O estudo da UFAL mostra que o desconhecimento sobre sexualidade não afeta apenas a saúde física, mas também social e emocional. A falta de diálogo e educação sexual deixa o adolescente autista desinformado, aumentando a dependência de fontes externas, muitas vezes inadequadas, e dificultando a identificação de situações de risco.

Uma meta-análise internacional, citada pelo estudo, revela que 40% das pessoas com TEA já foram vítimas de abuso sexual, muitas vezes dentro de casa ou por pessoas próximas. “Evitar a conversa sobre sexualidade não protege, apenas amplia os riscos”, completa Aline Veras Morais Brilhante, especialista em sexualidade humana e professora da UFC.

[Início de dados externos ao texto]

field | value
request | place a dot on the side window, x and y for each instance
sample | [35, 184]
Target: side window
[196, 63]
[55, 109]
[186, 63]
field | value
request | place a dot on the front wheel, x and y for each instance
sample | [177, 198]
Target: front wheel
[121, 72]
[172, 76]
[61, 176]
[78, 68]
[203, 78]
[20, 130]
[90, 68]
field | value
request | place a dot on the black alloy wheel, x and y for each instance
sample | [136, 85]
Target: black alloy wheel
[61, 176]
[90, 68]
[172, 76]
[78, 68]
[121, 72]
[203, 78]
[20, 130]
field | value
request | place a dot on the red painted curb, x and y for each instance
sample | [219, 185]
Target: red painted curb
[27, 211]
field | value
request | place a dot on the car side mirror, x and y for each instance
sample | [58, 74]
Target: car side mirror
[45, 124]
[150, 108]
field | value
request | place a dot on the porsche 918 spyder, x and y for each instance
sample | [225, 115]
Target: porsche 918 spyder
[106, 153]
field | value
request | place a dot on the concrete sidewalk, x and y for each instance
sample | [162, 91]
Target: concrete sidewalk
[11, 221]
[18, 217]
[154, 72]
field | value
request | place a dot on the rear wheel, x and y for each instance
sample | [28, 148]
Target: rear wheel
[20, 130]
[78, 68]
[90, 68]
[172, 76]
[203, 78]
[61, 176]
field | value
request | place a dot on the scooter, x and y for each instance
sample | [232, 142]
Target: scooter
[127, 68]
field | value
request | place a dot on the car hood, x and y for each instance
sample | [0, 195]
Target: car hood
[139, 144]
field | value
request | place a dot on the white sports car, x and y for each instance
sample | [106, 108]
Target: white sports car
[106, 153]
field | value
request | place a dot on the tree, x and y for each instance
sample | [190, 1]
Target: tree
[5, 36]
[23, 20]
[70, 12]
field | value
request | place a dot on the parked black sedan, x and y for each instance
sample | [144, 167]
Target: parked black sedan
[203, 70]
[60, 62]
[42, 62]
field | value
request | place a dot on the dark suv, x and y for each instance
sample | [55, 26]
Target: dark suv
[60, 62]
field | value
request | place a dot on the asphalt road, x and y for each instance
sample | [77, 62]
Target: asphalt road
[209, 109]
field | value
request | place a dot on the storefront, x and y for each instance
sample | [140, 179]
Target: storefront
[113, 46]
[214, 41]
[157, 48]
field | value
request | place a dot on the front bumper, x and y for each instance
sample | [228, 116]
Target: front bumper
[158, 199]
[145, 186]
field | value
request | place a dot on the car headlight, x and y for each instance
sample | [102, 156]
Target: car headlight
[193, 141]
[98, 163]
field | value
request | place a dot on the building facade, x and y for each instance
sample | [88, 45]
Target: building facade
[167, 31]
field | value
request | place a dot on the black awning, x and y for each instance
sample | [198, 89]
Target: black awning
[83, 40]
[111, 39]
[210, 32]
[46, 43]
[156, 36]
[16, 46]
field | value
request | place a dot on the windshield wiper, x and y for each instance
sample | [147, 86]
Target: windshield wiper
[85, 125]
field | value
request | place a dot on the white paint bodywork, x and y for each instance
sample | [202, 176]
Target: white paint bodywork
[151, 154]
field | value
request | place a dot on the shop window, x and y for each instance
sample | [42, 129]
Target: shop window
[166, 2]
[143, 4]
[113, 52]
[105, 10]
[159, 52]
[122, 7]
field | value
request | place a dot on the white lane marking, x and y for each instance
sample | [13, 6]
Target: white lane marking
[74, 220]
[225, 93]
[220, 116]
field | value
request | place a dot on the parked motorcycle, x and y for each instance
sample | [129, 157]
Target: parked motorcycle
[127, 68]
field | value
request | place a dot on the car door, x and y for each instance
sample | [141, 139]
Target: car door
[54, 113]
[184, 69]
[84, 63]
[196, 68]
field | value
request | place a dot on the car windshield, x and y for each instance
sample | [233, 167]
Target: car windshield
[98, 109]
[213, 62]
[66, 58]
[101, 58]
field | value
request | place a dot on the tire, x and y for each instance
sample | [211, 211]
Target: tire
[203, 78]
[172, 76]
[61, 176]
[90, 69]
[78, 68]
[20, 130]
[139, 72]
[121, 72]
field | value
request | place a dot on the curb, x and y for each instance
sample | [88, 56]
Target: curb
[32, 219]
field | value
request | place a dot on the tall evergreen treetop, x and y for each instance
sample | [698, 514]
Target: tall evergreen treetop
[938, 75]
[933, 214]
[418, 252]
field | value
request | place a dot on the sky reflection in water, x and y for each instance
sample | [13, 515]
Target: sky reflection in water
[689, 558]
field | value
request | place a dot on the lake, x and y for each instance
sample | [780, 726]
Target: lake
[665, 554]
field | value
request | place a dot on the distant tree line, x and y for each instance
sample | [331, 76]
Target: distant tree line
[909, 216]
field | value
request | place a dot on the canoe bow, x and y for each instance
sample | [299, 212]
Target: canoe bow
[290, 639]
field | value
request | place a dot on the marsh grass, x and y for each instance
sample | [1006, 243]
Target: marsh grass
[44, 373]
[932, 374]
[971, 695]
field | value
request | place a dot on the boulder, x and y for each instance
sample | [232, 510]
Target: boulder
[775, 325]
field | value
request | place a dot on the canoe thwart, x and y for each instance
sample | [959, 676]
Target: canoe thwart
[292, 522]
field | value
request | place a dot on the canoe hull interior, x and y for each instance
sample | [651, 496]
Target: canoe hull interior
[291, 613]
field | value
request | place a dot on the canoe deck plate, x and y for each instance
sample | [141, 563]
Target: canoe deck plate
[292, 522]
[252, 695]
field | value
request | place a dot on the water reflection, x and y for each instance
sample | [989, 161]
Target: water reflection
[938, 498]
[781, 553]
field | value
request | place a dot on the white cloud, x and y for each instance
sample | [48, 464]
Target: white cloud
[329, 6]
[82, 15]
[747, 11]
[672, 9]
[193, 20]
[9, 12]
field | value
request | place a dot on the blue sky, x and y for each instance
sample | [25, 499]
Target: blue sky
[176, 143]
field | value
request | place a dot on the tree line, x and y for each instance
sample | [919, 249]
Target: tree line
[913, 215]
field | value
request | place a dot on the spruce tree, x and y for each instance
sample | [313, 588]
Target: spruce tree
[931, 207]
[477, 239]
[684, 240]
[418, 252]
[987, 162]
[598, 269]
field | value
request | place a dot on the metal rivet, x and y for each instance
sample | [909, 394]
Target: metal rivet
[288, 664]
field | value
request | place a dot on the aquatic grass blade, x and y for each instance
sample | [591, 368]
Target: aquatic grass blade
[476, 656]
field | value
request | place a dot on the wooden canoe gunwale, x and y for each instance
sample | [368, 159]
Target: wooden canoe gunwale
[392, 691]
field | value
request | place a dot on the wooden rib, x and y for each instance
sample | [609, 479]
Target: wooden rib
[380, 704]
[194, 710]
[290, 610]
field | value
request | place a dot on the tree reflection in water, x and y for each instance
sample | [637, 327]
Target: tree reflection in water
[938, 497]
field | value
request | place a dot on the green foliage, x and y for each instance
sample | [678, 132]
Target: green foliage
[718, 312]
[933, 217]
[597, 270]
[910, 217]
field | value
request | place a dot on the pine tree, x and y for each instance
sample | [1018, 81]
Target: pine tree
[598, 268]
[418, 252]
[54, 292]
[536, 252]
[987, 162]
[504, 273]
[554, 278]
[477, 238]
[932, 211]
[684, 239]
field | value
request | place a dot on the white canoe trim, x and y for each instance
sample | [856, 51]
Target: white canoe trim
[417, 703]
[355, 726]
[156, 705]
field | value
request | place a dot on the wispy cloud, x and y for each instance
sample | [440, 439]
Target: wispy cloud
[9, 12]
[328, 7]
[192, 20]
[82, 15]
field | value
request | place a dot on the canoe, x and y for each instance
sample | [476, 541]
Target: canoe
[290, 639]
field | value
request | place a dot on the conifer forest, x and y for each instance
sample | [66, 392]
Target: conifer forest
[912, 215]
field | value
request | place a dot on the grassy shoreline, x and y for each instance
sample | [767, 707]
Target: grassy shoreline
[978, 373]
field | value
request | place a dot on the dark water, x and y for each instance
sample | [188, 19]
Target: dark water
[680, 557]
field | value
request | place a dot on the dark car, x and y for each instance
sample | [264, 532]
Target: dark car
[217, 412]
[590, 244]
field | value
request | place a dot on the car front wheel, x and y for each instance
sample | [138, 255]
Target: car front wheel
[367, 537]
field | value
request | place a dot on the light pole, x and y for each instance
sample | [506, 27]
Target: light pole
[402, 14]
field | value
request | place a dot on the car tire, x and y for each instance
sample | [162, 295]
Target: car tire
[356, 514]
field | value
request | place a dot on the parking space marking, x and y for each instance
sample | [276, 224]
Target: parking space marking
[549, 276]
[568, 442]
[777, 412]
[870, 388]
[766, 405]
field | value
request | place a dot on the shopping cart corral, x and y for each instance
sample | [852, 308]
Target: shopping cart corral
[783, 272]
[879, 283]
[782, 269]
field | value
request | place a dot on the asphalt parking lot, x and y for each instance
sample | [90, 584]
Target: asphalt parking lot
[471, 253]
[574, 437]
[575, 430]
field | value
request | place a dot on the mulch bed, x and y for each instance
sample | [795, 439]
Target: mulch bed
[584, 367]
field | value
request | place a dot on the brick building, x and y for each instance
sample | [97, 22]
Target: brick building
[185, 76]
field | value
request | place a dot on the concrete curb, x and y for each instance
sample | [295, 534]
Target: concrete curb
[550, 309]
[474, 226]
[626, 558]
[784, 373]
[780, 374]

Educação sexual adaptada como solução

A pesquisa da UFAL reforça a importância do diálogo precoce, progressivo e adaptado, com linguagem, materiais e exemplos adequados ao nível de suporte do adolescente. Ensinar o próprio corpo, limites, consentimento e diversidade ajuda a reduzir vulnerabilidades e preparar o jovem para uma vida sexual saudável e segura.

“Quando a educação sexual é feita de forma correta, respeitando o desenvolvimento e as necessidades do adolescente com TEA, ele pode vivenciar sua sexualidade com conhecimento, proteção e autonomia”, conclui Hercowitz.